25 janvier 1920. Je me suis endormie quelques heures sur le parquet. Corps lourd, épuisé. L'hiver entre dans la chambre par la fenêtre grande ouverte. Je m'approche, je me penche. Les flocons forment un tapis immaculé sur les pavés. Mes phalanges raides agrippent la pierre granuleuse du parapet. Une pellicule de neige s'est déposée au fil de la nuit. Le tic-tac de l'horloge rythme le va-et-vient de mon corps au-dessus du vide. Est-ce que je criera? il paraît qu'on crie.

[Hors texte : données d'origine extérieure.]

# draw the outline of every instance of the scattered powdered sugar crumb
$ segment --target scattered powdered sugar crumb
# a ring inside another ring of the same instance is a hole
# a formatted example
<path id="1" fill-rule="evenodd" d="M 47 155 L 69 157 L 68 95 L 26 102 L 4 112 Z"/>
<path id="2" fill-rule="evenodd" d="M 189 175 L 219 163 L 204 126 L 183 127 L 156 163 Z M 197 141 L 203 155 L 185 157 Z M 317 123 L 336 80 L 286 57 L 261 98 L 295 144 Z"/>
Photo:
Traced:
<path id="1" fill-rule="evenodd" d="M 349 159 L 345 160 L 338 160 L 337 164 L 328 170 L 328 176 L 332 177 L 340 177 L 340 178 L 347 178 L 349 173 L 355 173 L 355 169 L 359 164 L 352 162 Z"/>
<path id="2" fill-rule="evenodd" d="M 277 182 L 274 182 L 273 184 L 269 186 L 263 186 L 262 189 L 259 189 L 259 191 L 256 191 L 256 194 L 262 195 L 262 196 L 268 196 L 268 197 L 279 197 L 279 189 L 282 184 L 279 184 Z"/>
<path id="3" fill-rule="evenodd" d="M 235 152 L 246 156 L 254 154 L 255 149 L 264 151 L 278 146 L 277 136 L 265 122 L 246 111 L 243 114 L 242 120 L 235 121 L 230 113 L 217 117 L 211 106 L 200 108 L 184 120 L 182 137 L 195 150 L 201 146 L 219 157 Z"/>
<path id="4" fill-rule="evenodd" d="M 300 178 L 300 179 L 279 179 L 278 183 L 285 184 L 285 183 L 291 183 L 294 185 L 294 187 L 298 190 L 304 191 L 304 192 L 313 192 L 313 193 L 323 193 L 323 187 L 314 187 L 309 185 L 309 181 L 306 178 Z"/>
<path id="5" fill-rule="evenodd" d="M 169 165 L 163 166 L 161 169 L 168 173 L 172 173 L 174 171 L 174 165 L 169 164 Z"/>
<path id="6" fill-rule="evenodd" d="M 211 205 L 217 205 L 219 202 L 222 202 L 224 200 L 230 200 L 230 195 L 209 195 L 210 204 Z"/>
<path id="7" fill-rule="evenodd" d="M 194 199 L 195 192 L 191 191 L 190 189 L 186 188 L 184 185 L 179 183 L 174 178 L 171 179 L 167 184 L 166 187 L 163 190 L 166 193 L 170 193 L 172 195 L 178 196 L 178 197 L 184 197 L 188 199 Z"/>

Un désir fou a vaincu ma mélancolie.
Parfois, Amedeo me rejoint dans les allées du Luxembourg. Près de lui, tout s’illumine d’une lumière jaune orangé, comme si je n’accédais plus aux tonalités lactescentes qui nimbent mes propres tableaux.
Je croise une silhouette dans le miroir de l'entrée. Je sursaute, pensant qu'il s'agit de la gardienne ou de mon père sur le point d'ouvrir sa boutique par la porte de service.

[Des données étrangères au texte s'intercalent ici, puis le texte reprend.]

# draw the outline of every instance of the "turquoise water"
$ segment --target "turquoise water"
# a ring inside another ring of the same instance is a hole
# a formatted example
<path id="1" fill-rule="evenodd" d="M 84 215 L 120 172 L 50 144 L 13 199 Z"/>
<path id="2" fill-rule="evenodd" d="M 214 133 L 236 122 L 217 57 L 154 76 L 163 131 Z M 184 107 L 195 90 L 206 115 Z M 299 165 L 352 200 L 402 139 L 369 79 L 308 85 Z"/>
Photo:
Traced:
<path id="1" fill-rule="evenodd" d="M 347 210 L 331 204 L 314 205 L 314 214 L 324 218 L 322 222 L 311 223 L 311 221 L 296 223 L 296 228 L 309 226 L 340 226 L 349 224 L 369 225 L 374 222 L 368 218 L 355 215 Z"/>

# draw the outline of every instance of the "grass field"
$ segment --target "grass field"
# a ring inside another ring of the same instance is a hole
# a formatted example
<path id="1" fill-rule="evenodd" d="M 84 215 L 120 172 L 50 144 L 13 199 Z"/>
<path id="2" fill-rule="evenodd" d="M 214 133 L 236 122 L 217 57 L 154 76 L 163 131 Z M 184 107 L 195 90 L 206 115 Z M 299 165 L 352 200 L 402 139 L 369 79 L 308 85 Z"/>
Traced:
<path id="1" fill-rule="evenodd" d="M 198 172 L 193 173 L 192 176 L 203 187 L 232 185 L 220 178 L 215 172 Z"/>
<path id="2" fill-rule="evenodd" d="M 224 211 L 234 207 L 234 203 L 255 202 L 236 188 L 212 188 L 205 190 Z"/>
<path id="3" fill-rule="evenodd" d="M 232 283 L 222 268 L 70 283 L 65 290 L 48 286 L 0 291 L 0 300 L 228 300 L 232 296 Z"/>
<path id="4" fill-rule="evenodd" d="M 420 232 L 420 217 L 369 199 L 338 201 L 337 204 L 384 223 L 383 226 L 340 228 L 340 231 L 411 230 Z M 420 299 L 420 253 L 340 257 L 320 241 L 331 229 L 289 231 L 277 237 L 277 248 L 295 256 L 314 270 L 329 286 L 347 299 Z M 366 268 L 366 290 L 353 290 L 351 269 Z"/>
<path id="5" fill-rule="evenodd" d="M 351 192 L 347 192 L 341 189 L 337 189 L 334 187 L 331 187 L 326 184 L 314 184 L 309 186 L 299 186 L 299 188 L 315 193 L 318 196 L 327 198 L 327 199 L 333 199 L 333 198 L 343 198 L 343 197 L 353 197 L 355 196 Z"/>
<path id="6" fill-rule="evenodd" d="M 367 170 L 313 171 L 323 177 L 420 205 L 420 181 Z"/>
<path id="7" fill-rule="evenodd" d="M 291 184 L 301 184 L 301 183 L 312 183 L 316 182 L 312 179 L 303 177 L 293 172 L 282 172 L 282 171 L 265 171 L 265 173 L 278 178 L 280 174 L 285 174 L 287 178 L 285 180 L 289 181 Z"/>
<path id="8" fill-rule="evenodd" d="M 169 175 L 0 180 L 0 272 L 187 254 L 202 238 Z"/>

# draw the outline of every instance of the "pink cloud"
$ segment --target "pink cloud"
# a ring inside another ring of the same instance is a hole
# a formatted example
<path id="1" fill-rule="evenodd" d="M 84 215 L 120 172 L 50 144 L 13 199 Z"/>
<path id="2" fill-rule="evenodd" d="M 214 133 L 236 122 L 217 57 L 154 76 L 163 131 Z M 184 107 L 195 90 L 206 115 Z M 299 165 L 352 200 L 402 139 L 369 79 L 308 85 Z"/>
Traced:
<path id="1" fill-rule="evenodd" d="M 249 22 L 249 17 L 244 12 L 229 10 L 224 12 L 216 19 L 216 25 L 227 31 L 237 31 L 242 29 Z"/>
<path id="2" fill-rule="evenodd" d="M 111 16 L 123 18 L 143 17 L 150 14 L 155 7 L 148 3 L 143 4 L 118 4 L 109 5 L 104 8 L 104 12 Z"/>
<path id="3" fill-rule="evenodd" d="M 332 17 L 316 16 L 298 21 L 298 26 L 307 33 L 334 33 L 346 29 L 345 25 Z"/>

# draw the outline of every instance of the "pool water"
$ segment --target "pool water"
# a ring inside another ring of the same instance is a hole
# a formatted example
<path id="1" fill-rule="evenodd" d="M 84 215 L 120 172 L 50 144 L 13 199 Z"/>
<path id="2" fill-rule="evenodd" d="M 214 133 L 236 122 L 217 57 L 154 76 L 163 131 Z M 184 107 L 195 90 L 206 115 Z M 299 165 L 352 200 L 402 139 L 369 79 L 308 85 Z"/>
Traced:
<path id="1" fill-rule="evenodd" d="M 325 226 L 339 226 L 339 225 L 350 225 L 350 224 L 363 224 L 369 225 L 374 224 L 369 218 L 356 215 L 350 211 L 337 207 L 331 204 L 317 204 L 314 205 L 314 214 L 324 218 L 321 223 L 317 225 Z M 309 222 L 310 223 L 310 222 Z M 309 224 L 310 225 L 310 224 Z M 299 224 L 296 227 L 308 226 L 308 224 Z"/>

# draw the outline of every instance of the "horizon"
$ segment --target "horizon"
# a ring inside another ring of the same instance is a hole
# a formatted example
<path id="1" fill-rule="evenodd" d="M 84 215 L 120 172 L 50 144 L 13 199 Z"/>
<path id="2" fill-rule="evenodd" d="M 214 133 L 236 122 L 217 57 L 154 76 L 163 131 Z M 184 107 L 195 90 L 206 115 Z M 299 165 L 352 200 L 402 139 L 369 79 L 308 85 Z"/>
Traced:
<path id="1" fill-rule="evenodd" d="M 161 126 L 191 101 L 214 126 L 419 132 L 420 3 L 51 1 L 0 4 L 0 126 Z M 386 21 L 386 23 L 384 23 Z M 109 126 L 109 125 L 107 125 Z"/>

Mais ce n'est que moi, Jeanne Hébuterne, née le 6 avril 1898 à Galluis, re-née dans la nuit du 16 février 1917 sous le regard d'Amedeo Modigliani.
Jeanne Hébuterne.
Ta beauté se fracasse sur ta jeunesse, Hébuterne. Tu seras une belle vieille dame.
Combien de fois l’ai-je déjà croisé à l’académie sans le voir ? Et pour quelle raison cet homme, dont j’ignorais l’existence, semble soudain essentiel à ma vie ?
J’aime converser avec les statues, les bronzes monumentaux de Rodin comme les reines sans lustres du jardin du Luxembourg. Leurs organes sont chauds, vivants sous l’airain ou le plâtre. Les mots affleurent à leurs lèvres closes.
Décembre 1916
Hier soir je suis tombée amoureuse d’Amedeo Modigliani.
Je descendais l’escalier étroit de l’académie Colarossi. Un vent glacé soufflait par les vasistas ouverts.
J’étais pressée de rentrer. Maman déposerait le faitout en fonte au milieu de la table. Papa réciterait le bénédicité avant qu’elle nous serve. Nous mangerions dans un silence rythmé par nos mastications. Puis, je m’allongerais sous le plaid en mohair et contemplerais la buée lentement recouvrir les vitres du salon.
Soirée calme.
Je l’ai croisé dans la pénombre.
« Parfois, la nuit, mes poumons et ma bouche s’emplissent d’un flot salé dont le goût morbide persiste plusieurs heures après mon réveil. De quels tréfonds viennent ces pensées ? Dans quel abîme se logent-elles ? Je les fuis, mais elles persistent. Je me tâte, me retourne, guette une présence, à droite, à gauche. Je cours, mes jambes me dérobent. Parfois, je tombe à genoux. Je voudrais disparaître. Disparaître. »
On me dit blonde. On me dit brune. Personne ne me voit jamais telle que je suis.